Beim Bewerbungsfoto gilt: Sie können ein Foto, auf welchem Sie in der Bluse zu sehen sind, auch verwenden, wenn Sie sich für einen Job als Gassigeher oder Gärtner bewerben. Deshalb empfiehlt es sich die Bewerbungsfotos lieber gleich in der höchsten Eleganzstufe anzufertigen – mit Anzug und Krawatte oder Bluse. Professionalität kommt bei allen Jobs gleichermaßen gut an – zumindest im Lebenslauf. „Normalos“ sind bei den meisten Jobs gern gesehen. Daher: Kleiden Sie sich für das Foto besser zu konservativ als zu ausgeflippt.
Für die Frauen unter Ihnen: Vermeiden Sie einen zu weiten Ausschnitt. Seriosität hingegen ist in den meisten Jobs gefragt.

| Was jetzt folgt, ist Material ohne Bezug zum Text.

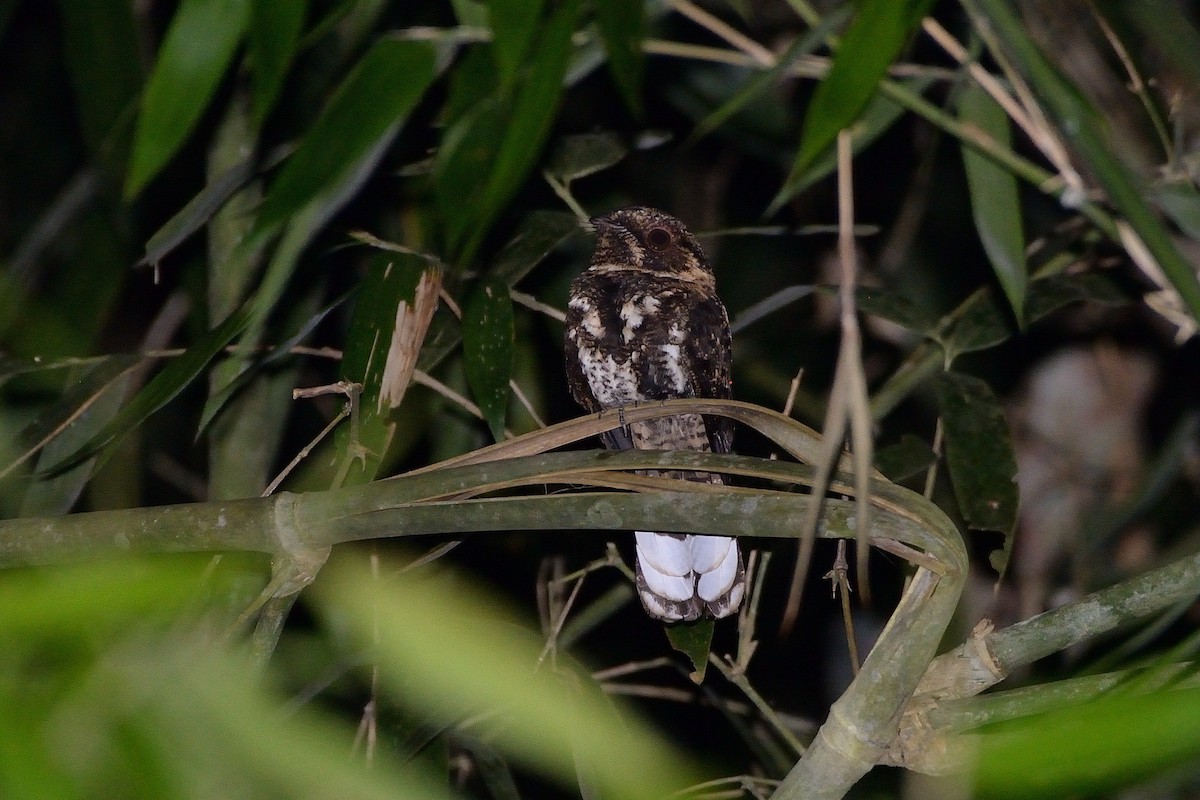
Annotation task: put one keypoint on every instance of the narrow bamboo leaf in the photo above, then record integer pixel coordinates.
(472, 83)
(493, 771)
(693, 639)
(1181, 200)
(106, 386)
(79, 395)
(1083, 128)
(904, 459)
(391, 316)
(161, 390)
(1173, 30)
(995, 203)
(622, 25)
(471, 12)
(875, 38)
(894, 307)
(466, 653)
(1050, 294)
(978, 452)
(1093, 749)
(514, 24)
(487, 330)
(101, 49)
(537, 103)
(274, 35)
(983, 320)
(538, 235)
(197, 212)
(219, 398)
(468, 152)
(196, 53)
(583, 154)
(761, 82)
(363, 116)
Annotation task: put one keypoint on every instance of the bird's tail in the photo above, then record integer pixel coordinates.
(682, 577)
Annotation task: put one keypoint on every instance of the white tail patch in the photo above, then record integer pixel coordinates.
(682, 577)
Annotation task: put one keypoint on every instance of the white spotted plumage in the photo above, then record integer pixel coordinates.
(643, 323)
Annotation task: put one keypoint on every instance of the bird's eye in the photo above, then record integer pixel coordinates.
(659, 238)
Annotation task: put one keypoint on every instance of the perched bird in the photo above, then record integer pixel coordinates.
(643, 323)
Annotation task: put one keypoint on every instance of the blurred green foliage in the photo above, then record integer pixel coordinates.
(1011, 200)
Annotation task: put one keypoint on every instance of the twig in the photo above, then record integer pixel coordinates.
(837, 577)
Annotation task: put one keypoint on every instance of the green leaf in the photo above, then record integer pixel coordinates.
(538, 235)
(978, 452)
(995, 203)
(487, 331)
(983, 322)
(585, 154)
(895, 307)
(1048, 295)
(1092, 749)
(101, 49)
(450, 651)
(196, 53)
(1084, 132)
(877, 118)
(197, 212)
(693, 639)
(219, 398)
(84, 408)
(471, 12)
(274, 35)
(514, 24)
(1181, 200)
(537, 103)
(622, 24)
(875, 38)
(468, 151)
(909, 457)
(177, 376)
(761, 82)
(361, 119)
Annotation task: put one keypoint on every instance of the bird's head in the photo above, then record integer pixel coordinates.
(648, 239)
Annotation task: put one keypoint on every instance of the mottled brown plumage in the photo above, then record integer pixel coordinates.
(643, 323)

Größe und Format des Bewerbungsfotos

Bewerbungsfotos sind etwas größer als Passfotos. Erwähnen Sie deshalb bei dem Fotografen, dass Sie gern Bewerbungsfotos machen wollen. In Sachen Format gibt es bei Fotos für den Lebenslauf keine bestimmten Normen, da Sie Ihren Lebenslauf individuell gestalten können. Auf jeden Fall sollte das Foto jedoch im Hochformat sein.

Qualität des Bildes

Eigentlich sollte es selbstverständlich sein, wir erwähnen es aber an dieser Stelle trotzdem noch einmal: Die Qualität Ihres Bewerbungsfotos sollte einwandfrei sein: Weder zu dunkel noch gelbstichig, weder verwackelt noch verpixelt! Vermeiden Sie jede Art von Qualitätsmängeln. Lassen Sie als Nicht-Profi in Sachen Bildbearbeitung lieber die Finger von dem Bewerbungsfoto, um der Qualität des Bildes nicht zu schaden.

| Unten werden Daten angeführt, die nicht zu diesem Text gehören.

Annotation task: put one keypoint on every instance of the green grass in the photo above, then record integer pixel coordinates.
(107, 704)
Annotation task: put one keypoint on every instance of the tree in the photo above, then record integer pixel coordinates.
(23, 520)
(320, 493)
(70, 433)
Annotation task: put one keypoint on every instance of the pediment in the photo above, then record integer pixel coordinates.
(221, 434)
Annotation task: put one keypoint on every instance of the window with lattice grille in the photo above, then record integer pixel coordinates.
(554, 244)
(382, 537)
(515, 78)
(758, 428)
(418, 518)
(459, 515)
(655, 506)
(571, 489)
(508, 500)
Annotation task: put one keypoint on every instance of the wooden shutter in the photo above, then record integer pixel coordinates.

Schwarz-weiß oder Farbe des Bewerbungsfotos

In den meisten Fällen ist dazu zu raten für den Lebenslauf ein Farbfoto zu wählen. Wollen Sie sich für einen bestimmten Bereich bewerben, in welchem Schwarz-Weiß-Fotos eher gern gesehen sind (beispielsweise in der kreativen Branche, wobei sich auch für diesen Bereich keine allgemeingültigen Tipps geben lassen), können Sie natürlich auch ein solches auswählen.
Sollten Sie sich bei dieser Frage unsicher sein, besuchen Sie am besten die Website des Unternehmens, bei welchem Sie sich bewerben wollen und achten auf den dortigen Umgang mit Fotos von Personen. (Vielleicht finden Sie auf der Website „Portraits“ von Fachleuten.)

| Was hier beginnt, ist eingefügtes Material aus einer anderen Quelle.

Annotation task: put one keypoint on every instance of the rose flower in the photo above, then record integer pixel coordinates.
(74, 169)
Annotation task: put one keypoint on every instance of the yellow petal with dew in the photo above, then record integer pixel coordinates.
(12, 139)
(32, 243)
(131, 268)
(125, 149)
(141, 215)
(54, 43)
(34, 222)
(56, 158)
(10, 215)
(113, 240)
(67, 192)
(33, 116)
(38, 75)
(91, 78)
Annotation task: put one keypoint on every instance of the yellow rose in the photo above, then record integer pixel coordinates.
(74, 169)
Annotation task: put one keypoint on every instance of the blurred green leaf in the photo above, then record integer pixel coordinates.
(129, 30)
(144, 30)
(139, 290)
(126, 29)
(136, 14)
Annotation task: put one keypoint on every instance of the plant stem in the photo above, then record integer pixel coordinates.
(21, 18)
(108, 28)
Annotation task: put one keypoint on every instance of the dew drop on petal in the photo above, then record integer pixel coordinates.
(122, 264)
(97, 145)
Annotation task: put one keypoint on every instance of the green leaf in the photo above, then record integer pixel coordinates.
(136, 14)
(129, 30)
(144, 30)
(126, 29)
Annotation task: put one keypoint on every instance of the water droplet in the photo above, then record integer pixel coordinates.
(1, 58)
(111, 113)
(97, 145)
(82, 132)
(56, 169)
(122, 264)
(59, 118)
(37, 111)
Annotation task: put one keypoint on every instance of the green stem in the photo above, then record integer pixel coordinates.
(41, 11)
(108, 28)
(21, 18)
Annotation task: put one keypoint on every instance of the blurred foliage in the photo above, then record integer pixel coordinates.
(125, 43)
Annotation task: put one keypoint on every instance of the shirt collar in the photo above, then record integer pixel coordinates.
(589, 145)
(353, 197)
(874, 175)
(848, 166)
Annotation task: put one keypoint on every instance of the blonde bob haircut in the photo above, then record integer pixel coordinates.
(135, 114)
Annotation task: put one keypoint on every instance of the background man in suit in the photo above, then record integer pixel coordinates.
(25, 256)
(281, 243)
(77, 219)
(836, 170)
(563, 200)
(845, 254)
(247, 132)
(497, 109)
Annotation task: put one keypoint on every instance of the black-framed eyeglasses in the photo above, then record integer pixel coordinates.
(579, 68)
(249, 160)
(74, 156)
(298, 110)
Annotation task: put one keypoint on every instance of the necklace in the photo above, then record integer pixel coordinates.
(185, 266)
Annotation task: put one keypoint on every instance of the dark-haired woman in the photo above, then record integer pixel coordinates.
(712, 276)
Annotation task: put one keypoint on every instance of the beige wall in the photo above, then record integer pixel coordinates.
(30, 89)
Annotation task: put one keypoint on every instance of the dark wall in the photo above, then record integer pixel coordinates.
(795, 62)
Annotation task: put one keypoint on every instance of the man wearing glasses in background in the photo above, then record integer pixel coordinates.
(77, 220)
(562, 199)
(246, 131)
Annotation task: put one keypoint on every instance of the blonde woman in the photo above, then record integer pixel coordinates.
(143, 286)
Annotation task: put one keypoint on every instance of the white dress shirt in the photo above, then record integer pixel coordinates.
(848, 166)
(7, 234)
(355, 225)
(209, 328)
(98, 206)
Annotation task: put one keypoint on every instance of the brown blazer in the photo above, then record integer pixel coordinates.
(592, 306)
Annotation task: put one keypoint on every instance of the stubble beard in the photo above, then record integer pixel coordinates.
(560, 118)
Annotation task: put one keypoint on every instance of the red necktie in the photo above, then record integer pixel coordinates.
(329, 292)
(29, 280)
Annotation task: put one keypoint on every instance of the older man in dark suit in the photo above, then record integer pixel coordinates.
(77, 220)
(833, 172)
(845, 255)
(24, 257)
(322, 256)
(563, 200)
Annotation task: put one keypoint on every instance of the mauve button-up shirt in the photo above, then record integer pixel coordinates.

Positionierung des Bewerbungsfotos im Lebenslauf

Bei Bewerbungen mit einem Deckblatt kommt das Foto auf das Deckblatt. In allen anderen Fällen sollte sich das Bewerbungsfoto im Kopf Ihres Lebenslaufes finden. Ob lieber links oder rechts – das können Sie entscheiden. Um Platz zu sparen, richten Sie das Foto so aus, dass auf der jeweils anderen Seite noch Platz für Text (Ihre persönlichen Daten) ist.